Many observers insist that gestures of modesty and compassion cannot alter basic beliefs. But Francis has said, “I would not speak about ‘absolute’ truths, even for believers.”
The current Pope is the first to say something remotely compassionate when it comes to homosexuality. He may not have said everything you want to hear, but his statements have a huge impact to his followers. The fact that he uttered the slightest bit of tolerance instead of all negative is a step in the right direction. Yeah, maybe its baby steps, but at least its facing down the right road. No one else can come close to influencing the minds of the devout Catholic followers than the Pope. So the fact that he said something that just might offer even the slightest bit of change in the way his followers think, makes him an important contributor this past year.

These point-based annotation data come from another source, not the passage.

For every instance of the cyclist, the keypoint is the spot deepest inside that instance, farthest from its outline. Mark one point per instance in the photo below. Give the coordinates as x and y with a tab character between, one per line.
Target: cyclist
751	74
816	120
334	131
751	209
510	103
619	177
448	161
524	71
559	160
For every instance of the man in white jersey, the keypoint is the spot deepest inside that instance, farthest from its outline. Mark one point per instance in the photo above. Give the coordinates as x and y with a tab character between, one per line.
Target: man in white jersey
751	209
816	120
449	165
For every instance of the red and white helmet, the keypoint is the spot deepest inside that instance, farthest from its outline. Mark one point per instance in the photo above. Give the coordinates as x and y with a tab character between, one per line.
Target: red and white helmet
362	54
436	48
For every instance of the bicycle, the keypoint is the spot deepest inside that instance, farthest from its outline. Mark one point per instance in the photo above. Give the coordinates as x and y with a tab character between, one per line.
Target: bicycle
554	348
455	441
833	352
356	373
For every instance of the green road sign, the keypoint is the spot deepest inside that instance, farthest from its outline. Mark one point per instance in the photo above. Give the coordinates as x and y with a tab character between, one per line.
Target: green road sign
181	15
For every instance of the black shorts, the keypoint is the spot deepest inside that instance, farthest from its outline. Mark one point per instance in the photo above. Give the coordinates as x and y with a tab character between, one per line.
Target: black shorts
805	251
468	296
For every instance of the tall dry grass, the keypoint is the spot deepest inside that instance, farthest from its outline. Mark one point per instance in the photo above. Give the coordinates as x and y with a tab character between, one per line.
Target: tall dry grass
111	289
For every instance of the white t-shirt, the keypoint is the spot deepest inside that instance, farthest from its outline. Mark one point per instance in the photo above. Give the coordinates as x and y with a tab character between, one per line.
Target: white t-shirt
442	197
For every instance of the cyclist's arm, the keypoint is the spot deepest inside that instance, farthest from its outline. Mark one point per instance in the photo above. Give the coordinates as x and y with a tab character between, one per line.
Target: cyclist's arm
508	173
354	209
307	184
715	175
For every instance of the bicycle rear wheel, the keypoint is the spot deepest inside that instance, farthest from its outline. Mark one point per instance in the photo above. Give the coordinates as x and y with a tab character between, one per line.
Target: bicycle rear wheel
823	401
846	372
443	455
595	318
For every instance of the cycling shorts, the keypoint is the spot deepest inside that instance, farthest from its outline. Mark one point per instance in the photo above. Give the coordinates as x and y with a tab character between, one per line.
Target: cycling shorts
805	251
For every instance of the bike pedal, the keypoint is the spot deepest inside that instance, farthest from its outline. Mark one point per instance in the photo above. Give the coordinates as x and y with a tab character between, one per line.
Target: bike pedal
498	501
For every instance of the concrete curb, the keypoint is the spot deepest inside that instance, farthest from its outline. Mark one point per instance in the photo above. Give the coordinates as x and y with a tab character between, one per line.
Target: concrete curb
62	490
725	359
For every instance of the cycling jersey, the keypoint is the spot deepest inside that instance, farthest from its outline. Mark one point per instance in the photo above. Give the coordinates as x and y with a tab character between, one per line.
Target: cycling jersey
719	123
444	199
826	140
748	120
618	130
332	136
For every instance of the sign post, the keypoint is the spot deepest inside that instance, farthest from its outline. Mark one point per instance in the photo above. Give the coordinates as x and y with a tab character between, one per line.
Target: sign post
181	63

“We have to find a new balance, otherwise even the moral edifice of the church is likely to fall like a house of cards, losing the freshness and fragrance of the Gospel,” Pope Francis said in an interview. “The church has sometimes locked itself up in small things, in small-minded rules,’ Francis said. “The people of God want pastors, not clergy acting like bureaucrats or government officials.”
“A person once asked me, in a provocative manner, if I approved of homosexuality,” he said to Jesuit priest Fr. Antonio Spadaro, who conducted the interview for La Civilta Cattolica. “I replied with another question: ‘Tell me: when God looks at a gay person, does he endorse the existence of this person with love, or reject and condemn this person?’ We must always consider the person.”
The comments on gays and lesbians follow up on remarks Francis made aboard the papal airplane in July when asked about gay priests. “Who am I to judge?” the pope then said, in a quote that made international front-page headlines. In Thursday’s interview, Francis clarified that those comments were about all gay people and not only priests.